Governo anunciou GLO no Rio de Janeiro e apoio ao governo do Estado no combate a milícias e facções, mas episódio do MJ mostra que problema é bem maior. | 📷 Pedro Kirilos/Estadão

É fato que o ministro Flávio Dino é bombardeado nas redes por seus opositores, com especial interesse pelo fato de que ele figura entre os favoritos ao Supremo Tribunal Federal (STF) e por haver o rancor gerado pelas declarações ácidas em embates com seus adversários políticos. E, claro, há fake news contra ele sendo espalhadas na esteira do grave erro cometido por seu ministério. É justo inclusive que ele procure a Justiça contra quem o faz. Mas achar que isso é o mais importante para o governo e que a primeira declaração do presidente sobre um escândalo dessas proporções deveria ser apoiar o ministro e colocar essa campanha como prioridade mostra descompasso com aquilo que o Brasil de fato precisa. Vale o mesmo para o próprio ministro e para seu secretário-executivo e pretenso substituto, Ricardo Cappelli, que deveriam focar no principal recado do episódio.

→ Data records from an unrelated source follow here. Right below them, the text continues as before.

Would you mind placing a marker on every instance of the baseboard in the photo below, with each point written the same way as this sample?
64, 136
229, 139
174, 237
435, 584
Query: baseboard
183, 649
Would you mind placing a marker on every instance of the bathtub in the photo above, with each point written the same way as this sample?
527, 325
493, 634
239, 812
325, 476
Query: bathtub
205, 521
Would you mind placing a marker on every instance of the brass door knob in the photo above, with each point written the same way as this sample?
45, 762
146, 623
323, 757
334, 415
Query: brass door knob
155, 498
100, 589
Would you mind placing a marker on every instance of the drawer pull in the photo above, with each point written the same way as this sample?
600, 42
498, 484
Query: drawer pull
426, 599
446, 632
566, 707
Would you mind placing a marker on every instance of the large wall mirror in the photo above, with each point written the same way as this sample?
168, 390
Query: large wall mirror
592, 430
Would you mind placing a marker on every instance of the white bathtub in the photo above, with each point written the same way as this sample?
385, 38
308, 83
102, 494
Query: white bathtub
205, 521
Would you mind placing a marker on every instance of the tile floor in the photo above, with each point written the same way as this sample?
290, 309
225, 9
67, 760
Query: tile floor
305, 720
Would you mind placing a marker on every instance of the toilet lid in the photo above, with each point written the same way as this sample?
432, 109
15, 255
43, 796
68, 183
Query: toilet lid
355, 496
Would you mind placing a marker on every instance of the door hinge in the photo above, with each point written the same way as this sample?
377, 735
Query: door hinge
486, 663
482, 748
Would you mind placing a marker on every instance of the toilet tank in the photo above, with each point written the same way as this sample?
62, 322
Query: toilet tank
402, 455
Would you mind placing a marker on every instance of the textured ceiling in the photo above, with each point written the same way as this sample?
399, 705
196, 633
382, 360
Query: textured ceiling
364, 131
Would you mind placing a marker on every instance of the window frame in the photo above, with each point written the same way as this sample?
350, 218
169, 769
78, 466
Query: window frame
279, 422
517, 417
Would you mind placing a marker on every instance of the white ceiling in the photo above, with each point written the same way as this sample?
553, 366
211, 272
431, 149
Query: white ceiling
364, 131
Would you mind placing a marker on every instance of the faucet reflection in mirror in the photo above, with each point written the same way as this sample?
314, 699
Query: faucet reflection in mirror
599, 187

Pesquisas de opinião apontam que a área de segurança pública é a que tem a pior avaliação no governo atual. O fracasso das políticas para a área não vem deste governo que ainda não completou um ano. As coisas não chegaram ao ponto em que estão sem um paulatino crescimento que não tem culpa ideológica. Governos à direita e à esquerda, em todos os níveis, fracassaram no combate a um mal que se alastra pelo país ao longo de décadas. Mas o primeiro passo para virar o jogo é reconhecer o tamanho do problema e cada erro que propicia que o crime se fortaleça. Como o que foi apontado pelo Estadão. Essa é a prioridade, e não o abraço político. A eleição acabou há mais de um ano, e o brasileiro quer soluções. O resto não lhe interessa.